Just as a matter of point I happen to like both Lemons and bananas and I don't mind the Sun either. If we are not talking about fruit that is yellow, another thing that is also yellow that lots of people like is gold. Now Gold is one of those things that can be spoken about I suspect for pages and pages and here I am not going to go into it here in any great detail.

One thing that has just stopped me cold is the sudden realisation that the word yellow is one that looks strange when you stop to think about it. I don't know at this time where the word came from and I have not yet had the time to look up to see how other people in the world describe objects that are yellow.

If other languages have a very similar word to yellow, I suppose this could mean that we share a common language and a common way of looking at coloured objects. If the English word came from the Latin then it would I suppose be no surprise that a lot of European countries will have a word that looks very similar to describe yellow.

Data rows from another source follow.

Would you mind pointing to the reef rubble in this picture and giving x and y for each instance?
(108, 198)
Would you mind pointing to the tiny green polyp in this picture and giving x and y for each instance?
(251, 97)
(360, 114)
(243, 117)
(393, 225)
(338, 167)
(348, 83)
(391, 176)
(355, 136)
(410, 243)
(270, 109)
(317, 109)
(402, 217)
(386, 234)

Well after all that I then did a few hours or so of research, like you do and I think I may have got just a bit carried away, anyway here I present what I found, hopefully its not too much in the school teacher mode, I hope you find it at least interesting so lets get on with it colour fills our world with beauty. We delight in the colours of a magnificent sunset and in the bright red and golden-yellow leaves of autumn. We are charmed by gorgeous flowering plants and the brilliantly coloured arch of a rainbow.

I know this is starting to sound just a bit flowery and I appear to be repeating myself but honest I will get on with it and tell you things that you promptly forgot when told at school. We also use colour in various ways to add pleasure and interest to our lives. For example, many people choose the colours of their clothes carefully and decorate their homes with colours that create beautiful, restful, or exciting effects. By their selection and arrangement of colours, artists try to make their paintings more realistic or expressive. And most of the time I think they get it right, an example would be W.Turner and his sunsets, don’t tell me that it does not evoke some of the sunsets that you have seen yourself, this assumes that you are not colour blind, and if you are all I can say is sorry.

It goes without saying that colour serves as a means of communication. In sports, different coloured uniforms show which team the players are in. On the roads, a red traffic light tells drivers to stop, and a green light tells them to go. On a map printed in colour, blue may stand for rivers and other bodies of water, green for forests and parks, and red for roads, well on my United Kingdom maps they do, your mileage my vary.

We use the names of colours in many common expressions to describe moods and feelings. For example, we say a sad person feels blue and a jealous one is green with envy. We say an angry person sees red. A coward may be called yellow, yes I know I am repeating myself, but you may have already forgotten what I said earlier in this article.

So it really goes without saying, but I am going to say it that colour plays an important part in nature. The brilliant colours of many kinds of blossoms attract insects. The insects may pollinate the flowers, causing the plants to develop seeds and fruits. Colourful fruits attract many kinds of fruit-eating animals, which pass the seeds of the fruits in their droppings. The seeds may then sprout wherever the droppings fall. In this way, fruit-bearing plants may be spread naturally to new areas.

The colours of some animals help them attract mates, but you know this, but here I will give you the odd example, a peacock spreads his brightly coloured feathers when courting a female. The colours of many other animals help them escape from enemies. For example, Arctic hares have brownish fur in summer. In winter, their fur turns white, making it difficult for enemies to see the hares in the snow.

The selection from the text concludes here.